Sunday, November 1, 2009

Tuscan Potato Soup

In the spirit of fall being in full effect, I made this soup the other evening. The gist of the recipe came from a recent Cooking Light, but I changed it up a bit. This was a pretty easy weeknight dinner to make (I recommend an immersion blender) and the leftovers were great in lunches for the week! The Yukon potatoes gave this soup a very creamy texture without all the added fat of using a lot of butter or cream. I have never done crumbled sausage on top before, but now could not imagine this soup without it.


2 heads garlic
2 1/2 tablespoons olive oil, divided
2 cups finely chopped onion, divided
1/2 teaspoon freshly ground black pepper
1/4 teaspoon salt, divided
2 1/4 pounds cubed peeled Yukon gold potato (about 6 cups)
4 cups fat-free, less-sodium chicken broth
1 cup half-and-half
4 ounces sharp cheddar cheese
3 green onion stalks, chopped roughly

6 ounces hot turkey Italian sausage, casings removed


Preheat oven to 400.

Cut off pointed end of each garlic head to partially reveal cloves, place each head in the center of a small sheet of heavy-duty aluminum foil. Drizzle 1/2 teaspoon oil over each head; wrap each in foil. Bake at 400° for 45 minutes; cool 10 minutes. Squeeze to extract pulp; discard skins.
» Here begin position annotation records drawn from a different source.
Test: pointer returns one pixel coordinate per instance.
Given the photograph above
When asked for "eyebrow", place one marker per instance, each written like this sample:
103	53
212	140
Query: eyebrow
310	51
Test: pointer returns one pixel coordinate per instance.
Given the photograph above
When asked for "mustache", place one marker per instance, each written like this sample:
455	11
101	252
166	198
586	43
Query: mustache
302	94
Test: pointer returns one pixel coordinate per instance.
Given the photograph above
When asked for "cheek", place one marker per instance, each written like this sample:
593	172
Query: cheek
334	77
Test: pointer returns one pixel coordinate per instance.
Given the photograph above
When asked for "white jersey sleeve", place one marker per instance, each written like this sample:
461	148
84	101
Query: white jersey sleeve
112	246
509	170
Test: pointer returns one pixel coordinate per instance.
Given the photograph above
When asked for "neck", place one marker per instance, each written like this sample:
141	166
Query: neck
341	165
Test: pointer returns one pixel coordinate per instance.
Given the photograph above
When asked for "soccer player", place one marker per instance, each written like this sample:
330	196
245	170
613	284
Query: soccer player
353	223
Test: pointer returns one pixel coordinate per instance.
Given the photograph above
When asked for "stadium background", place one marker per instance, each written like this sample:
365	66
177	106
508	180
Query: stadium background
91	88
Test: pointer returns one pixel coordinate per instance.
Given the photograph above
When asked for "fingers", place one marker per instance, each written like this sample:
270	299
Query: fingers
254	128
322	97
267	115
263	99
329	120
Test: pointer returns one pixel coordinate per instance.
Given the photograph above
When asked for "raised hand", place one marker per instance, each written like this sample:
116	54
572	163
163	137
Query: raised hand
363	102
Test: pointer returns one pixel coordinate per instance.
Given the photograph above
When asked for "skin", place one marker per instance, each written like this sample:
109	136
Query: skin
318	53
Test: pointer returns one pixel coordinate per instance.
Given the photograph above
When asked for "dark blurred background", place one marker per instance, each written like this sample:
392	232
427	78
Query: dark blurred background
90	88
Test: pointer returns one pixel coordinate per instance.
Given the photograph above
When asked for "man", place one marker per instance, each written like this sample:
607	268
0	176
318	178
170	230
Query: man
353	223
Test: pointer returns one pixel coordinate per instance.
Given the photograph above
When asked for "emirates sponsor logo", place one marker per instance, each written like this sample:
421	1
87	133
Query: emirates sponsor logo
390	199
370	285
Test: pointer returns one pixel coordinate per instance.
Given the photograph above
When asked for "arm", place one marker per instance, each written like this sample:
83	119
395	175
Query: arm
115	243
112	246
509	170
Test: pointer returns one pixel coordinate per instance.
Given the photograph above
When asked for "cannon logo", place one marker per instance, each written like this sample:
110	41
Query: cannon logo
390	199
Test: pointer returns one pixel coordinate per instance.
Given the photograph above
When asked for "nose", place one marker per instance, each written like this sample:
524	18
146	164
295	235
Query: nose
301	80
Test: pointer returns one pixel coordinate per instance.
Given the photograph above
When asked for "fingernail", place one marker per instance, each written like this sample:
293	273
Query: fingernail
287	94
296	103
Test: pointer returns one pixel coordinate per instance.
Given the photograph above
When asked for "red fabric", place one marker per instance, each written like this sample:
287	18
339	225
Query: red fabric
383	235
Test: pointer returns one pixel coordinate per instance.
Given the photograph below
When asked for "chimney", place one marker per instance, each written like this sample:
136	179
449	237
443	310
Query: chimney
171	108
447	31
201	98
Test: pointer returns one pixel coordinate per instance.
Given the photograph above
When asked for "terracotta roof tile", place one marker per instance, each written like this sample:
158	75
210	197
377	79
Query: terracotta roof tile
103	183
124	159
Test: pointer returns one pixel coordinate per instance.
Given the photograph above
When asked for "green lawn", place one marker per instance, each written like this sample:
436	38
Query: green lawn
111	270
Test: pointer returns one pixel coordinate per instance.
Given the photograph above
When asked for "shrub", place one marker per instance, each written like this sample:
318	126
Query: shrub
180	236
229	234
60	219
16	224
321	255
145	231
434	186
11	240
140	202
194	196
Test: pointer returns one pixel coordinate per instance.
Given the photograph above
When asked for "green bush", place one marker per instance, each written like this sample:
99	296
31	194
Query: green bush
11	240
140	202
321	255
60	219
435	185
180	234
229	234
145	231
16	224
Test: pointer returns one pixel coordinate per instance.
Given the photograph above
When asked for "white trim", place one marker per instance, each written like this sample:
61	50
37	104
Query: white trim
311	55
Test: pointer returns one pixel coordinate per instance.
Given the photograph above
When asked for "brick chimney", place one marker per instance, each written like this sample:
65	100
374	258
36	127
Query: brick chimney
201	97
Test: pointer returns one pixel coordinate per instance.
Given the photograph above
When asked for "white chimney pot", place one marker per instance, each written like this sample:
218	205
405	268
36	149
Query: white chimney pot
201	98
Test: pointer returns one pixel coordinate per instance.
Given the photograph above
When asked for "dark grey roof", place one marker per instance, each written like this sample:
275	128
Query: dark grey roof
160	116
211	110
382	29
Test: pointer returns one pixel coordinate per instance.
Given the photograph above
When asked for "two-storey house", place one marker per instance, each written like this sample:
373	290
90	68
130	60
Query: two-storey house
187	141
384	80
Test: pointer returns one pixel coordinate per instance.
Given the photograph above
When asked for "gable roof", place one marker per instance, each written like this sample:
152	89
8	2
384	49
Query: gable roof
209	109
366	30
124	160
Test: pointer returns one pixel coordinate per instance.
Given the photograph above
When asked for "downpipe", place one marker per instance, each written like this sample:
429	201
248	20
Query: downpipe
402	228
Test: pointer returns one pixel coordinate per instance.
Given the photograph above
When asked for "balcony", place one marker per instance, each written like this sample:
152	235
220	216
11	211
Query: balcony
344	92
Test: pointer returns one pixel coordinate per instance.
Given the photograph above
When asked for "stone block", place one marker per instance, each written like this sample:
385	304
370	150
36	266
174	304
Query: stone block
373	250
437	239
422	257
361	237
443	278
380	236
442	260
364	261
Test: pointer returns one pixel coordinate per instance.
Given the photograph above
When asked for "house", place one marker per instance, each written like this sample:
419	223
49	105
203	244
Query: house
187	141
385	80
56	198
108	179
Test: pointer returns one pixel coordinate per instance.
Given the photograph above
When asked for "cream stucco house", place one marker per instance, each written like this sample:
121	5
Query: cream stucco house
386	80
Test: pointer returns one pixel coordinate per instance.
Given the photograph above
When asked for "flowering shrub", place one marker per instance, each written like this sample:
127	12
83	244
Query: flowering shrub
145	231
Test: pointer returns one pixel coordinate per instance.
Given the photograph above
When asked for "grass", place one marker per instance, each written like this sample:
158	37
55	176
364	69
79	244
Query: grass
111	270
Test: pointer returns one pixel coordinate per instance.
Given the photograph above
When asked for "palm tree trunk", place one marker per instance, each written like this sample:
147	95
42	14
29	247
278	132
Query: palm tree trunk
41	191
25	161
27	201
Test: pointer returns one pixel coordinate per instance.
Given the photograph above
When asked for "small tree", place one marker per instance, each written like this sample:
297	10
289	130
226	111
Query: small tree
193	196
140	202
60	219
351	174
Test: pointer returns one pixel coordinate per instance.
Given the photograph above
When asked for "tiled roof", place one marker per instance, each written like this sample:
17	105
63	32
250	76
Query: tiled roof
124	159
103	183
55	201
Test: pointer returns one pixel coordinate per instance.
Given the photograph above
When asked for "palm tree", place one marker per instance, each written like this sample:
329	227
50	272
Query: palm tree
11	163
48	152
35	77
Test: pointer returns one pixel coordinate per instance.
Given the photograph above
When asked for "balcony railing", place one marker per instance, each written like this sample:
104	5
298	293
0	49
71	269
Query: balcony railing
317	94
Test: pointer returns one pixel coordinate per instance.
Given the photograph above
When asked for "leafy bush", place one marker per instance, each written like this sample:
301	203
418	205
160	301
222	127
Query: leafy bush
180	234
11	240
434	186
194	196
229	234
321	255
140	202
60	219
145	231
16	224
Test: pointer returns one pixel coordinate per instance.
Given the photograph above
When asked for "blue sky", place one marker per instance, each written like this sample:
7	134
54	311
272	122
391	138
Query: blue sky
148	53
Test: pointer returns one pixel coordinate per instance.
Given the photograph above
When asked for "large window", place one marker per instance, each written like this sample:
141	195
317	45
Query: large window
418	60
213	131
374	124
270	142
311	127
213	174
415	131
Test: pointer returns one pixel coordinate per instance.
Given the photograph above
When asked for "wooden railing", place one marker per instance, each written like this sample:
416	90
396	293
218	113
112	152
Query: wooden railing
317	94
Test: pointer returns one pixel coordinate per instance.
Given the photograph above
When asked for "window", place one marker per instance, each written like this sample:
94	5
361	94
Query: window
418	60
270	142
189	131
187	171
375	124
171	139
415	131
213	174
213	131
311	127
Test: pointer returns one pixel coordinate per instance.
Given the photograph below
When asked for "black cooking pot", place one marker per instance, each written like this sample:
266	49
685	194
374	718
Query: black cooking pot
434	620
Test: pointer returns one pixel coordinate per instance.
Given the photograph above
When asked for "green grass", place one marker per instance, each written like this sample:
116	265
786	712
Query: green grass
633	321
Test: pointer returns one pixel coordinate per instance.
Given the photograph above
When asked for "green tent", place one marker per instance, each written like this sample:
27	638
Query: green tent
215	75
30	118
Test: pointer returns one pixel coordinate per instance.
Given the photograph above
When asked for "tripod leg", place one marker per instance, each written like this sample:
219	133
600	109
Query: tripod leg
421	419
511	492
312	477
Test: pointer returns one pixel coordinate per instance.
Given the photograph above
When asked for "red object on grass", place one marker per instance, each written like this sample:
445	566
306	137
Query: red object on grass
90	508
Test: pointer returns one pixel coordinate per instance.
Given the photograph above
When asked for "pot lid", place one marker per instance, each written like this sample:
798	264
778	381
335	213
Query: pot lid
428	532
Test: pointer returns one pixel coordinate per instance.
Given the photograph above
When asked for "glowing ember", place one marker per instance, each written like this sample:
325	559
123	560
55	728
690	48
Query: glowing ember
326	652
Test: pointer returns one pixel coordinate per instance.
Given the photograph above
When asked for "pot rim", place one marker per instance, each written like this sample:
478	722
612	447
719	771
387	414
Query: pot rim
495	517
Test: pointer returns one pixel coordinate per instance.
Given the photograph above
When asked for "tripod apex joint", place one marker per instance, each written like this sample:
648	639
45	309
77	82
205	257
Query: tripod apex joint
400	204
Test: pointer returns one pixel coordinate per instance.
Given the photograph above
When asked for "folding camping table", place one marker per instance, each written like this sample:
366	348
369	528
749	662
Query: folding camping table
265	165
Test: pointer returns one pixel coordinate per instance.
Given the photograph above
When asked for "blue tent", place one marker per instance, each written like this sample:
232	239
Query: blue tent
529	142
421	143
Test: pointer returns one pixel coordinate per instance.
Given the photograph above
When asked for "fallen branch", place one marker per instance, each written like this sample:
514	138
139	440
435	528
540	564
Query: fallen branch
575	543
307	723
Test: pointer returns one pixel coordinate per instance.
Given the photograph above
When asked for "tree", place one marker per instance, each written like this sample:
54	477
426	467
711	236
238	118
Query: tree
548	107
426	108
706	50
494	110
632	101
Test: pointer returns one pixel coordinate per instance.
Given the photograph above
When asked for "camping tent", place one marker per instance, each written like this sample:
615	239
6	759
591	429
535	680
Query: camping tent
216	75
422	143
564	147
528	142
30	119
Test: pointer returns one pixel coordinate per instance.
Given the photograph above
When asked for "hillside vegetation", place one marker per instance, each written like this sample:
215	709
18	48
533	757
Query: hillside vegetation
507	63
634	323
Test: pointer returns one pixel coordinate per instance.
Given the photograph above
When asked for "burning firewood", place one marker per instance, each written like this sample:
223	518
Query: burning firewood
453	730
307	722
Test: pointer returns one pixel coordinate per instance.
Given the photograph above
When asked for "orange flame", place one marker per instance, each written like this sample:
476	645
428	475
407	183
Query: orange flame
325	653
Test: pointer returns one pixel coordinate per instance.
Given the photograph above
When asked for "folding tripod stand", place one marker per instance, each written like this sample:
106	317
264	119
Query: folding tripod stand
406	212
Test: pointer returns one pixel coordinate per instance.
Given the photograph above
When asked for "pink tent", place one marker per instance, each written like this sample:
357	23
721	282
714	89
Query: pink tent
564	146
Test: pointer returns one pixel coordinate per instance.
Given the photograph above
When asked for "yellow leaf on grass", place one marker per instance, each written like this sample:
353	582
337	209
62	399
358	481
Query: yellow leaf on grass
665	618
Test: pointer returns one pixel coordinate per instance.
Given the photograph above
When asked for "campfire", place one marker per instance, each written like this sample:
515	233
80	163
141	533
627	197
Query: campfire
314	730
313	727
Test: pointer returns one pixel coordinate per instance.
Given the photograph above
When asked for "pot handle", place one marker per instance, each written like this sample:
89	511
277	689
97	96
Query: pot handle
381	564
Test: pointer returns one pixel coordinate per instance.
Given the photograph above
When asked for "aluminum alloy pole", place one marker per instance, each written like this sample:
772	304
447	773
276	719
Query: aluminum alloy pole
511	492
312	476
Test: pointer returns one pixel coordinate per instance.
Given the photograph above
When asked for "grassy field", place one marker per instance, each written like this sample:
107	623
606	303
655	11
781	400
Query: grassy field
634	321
Heat 2 teaspoons oil in a large pan over medium-high heat. Add 1 1/2 cups onion; sauté 4 minutes, stirring frequently. Stir in pepper, 1/8 teaspoon salt, and potato; sauté 2 minutes. Add broth; bring to a boil. Reduce heat, and simmer 20 minutes or until potatoes are very tender, stirring occasionally. Stir in half-and-half. Squeeze roasted garlic into pot, blend entire pot with immersion blender until smooth (can be done in a real blender if you do not have an immersion blender). Finely grate 2 ounces cheese to yield 1/2 cup; stir into soup. Cook over medium heat 5 minutes or until thoroughly heated.

Heat 1 1/2 teaspoons oil in a large skillet over medium heat. Add remaining 1/2 cup onion; sauté for 6 minutes, stirring frequently. Stir in 1/8 teaspoon salt and sausage cook 8 minutes or until browned, stirring to crumble sausage.

Divide soup into bowls, top with remaining cheese, sausage crumbles, and green onions.